Come si è visto chiaramente nel caso di Manaus, in Brasile, l'emergere di varianti di SARS-CoV-2 più resistenti ai vaccini o agli anticorpi di precedenti infezioni rischia di farci riporre eccessive speranze nella protezione offerta dall'immunità di gregge. Nella città dell'Amazzonia si pensava che il 60% della popolazione avesse contratto la covid entro luglio 2020. La diffusione della variante P.1 ha portato a una devastante terza ondata pandemica, in cui la totalità dei nuovi casi era riconducibile alla nuova versione del patogeno e numerosi guariti sono stati contagiati di nuovo.
 
Quella che stiamo affrontando nella campagna vaccinale è una corsa contro il tempo. Dobbiamo riuscire a immunizzare gran parte della popolazione prima che il coronavirus evolva resistenza ai vaccini attualmente disponibili, un'eventualità che si fa più probabile a mano a mano che, con l'aumento dei vaccinati, cresce anche la pressione selettiva sul virus a cambiare, per continuare a circolare con successo.

4. L'immunità potrebbe non durare per sempre.
L'immunità di gregge si basa su due "conteggi", quello dei vaccinati e quello delle persone guarite dall'infezione. Sappiamo che con il tempo, gli anticorpi neutralizzanti anti-covid calano in chi ha superato l'infezione, e può darsi che anche i vaccini abbiano bisogno di richiami periodici.
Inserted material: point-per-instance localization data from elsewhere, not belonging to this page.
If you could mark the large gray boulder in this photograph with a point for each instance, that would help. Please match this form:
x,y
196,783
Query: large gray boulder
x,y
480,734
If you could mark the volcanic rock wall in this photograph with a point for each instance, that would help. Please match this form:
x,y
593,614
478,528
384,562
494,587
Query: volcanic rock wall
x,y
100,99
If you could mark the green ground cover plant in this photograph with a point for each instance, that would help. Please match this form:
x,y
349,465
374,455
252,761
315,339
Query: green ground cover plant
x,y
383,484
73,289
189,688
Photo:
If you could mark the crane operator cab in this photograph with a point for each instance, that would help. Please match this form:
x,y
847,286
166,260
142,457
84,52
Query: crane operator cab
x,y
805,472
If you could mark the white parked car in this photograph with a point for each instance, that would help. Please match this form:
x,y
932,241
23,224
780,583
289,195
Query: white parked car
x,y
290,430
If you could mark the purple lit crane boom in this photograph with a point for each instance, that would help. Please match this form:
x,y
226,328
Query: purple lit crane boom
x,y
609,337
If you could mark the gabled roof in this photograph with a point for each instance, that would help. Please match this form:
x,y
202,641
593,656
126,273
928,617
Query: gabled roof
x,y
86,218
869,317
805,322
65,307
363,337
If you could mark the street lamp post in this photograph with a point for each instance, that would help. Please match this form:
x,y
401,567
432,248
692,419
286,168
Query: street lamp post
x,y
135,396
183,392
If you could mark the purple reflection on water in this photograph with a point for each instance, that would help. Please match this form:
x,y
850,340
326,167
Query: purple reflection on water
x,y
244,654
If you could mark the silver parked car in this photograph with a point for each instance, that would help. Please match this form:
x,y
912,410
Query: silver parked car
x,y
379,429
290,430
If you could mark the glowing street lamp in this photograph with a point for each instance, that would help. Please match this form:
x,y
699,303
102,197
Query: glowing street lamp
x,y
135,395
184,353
A ciò si aggiunga che neanche i vaccini più efficaci garantiscono il 100% di efficacia di protezione contro la malattia sintomatica (anche se tutti i vaccini anti-covid proteggono completamente dalle forme più gravi della malattia).
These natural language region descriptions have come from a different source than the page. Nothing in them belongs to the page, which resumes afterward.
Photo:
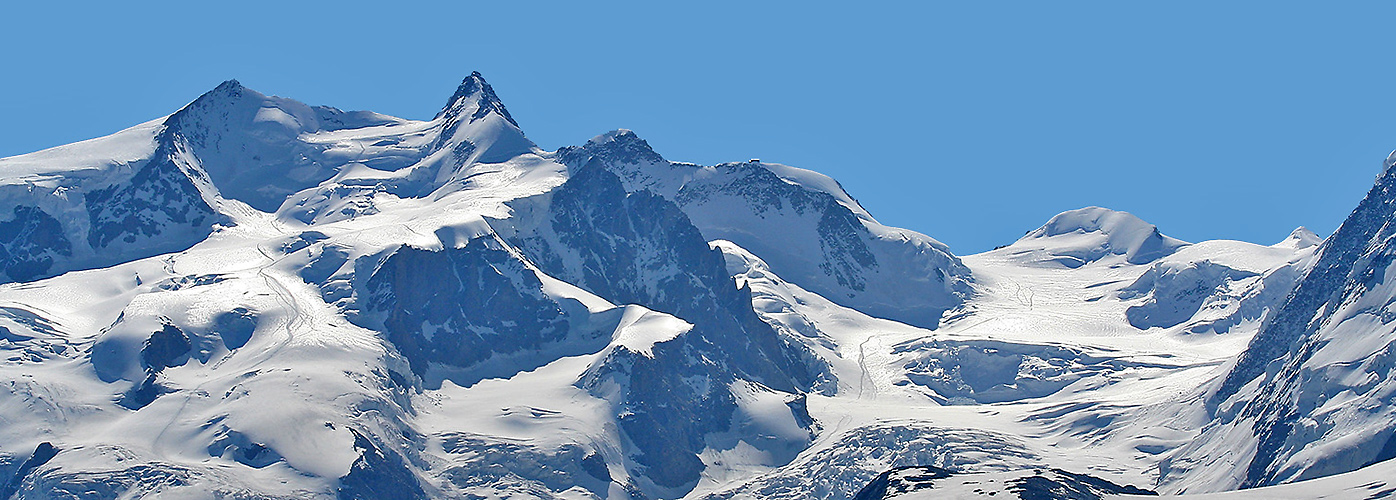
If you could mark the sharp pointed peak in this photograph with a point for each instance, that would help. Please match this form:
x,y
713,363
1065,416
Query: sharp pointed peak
x,y
473,90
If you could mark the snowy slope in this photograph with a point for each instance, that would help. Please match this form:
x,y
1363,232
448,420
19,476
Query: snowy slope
x,y
260,298
1311,394
802,222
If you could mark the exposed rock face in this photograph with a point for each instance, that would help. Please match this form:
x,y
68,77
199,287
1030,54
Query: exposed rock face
x,y
1312,395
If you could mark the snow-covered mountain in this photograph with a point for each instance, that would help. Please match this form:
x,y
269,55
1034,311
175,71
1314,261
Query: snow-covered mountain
x,y
258,298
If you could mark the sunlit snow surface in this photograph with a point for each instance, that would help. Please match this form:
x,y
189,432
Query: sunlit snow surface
x,y
384,307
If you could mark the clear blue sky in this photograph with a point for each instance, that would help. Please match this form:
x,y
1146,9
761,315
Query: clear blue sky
x,y
970,123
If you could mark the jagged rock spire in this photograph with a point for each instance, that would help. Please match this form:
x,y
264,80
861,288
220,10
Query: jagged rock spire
x,y
478,94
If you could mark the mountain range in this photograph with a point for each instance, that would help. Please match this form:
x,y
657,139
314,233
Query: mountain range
x,y
254,298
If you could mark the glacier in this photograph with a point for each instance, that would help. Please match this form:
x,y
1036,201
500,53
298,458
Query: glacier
x,y
260,298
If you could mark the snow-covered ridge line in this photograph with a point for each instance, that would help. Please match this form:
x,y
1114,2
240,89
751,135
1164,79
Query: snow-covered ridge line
x,y
260,298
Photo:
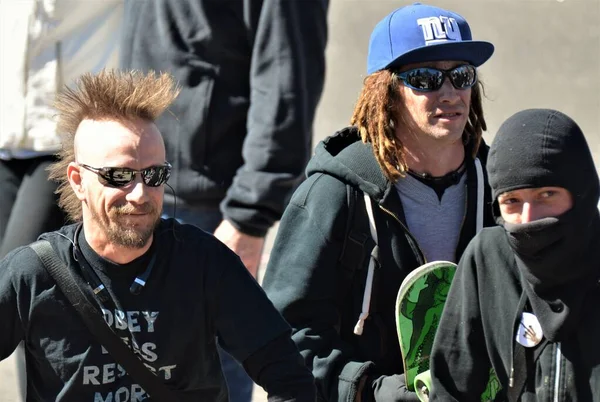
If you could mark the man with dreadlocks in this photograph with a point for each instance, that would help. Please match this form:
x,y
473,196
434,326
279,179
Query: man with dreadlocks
x,y
414,154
5. I vaccini spingeranno a cambiare comportamenti.
Con l'aumento della popolazione vaccinata aumenteranno le interazioni sociali; ma è chiaro fin d'ora che per interrompere le catene di trasmissione dovremo continuare per qualche tempo a mantenere le misure che ci hanno protetto finora, come mascherine e distanziamento fisico. Un esempio di quello che riusciremo a fare integrando anche il nostro comportamento nella lotta al virus è fornito dall'influenza, «che probabilmente non è meno trasmissibile della CoViD-19», ha spiegato a Nature l'infettivologo Samuel Scarpino: «quasi certamente, il motivo per cui l'influenza non si è presentata quest'anno è perché tipicamente il 30% della popolazione è immune poiché infettata l'anno precedente, e con i vaccini si copre un altro 30%. Se si aggiungono mascherine e distanziamento, l'influenza non ce la fa».
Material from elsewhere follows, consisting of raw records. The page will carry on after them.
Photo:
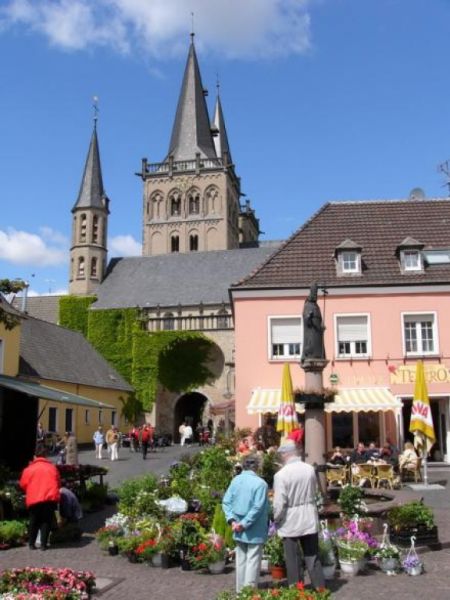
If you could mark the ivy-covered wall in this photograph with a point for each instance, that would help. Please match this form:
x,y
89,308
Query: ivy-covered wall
x,y
73,312
176,360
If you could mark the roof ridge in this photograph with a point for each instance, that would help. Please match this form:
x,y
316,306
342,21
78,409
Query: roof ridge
x,y
283,245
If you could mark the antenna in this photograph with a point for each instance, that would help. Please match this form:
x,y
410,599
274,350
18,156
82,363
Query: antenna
x,y
96,109
445,169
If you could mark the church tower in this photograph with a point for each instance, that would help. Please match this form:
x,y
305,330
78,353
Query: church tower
x,y
89,226
191,199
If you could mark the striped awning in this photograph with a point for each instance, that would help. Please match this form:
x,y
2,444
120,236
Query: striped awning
x,y
346,400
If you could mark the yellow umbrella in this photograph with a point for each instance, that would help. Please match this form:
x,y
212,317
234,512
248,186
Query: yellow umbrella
x,y
287,416
421,424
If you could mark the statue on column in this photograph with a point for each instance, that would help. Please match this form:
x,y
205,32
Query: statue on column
x,y
313,328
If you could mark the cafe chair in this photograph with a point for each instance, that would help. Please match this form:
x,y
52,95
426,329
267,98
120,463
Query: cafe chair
x,y
385,474
362,473
412,472
336,476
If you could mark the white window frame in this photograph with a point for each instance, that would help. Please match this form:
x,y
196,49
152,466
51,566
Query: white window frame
x,y
409,269
418,314
357,255
353,356
284,357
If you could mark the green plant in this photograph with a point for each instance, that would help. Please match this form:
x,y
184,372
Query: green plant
x,y
351,501
12,532
274,551
351,550
411,514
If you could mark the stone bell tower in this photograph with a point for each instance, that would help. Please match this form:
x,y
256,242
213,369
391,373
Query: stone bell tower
x,y
88,250
191,199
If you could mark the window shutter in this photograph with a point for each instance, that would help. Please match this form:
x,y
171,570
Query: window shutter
x,y
352,329
286,331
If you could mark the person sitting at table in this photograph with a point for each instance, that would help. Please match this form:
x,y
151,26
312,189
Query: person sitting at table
x,y
337,458
408,458
373,453
359,454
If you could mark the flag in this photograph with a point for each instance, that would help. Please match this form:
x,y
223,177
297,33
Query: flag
x,y
287,415
421,424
Per tutti questi motivi, bloccare del tutto la trasmissione del SARS-CoV-2 è un'impresa molto ardua.

Ma con i vaccini riusciremo a ridurre l'impatto più drammatico della pandemia, salvando vite umane e prevenendo le forme gravi di infezione. Il virus continuerà probabilmente a circolare come un patogeno endemico, a bassa diffusione e in modo meno pericoloso.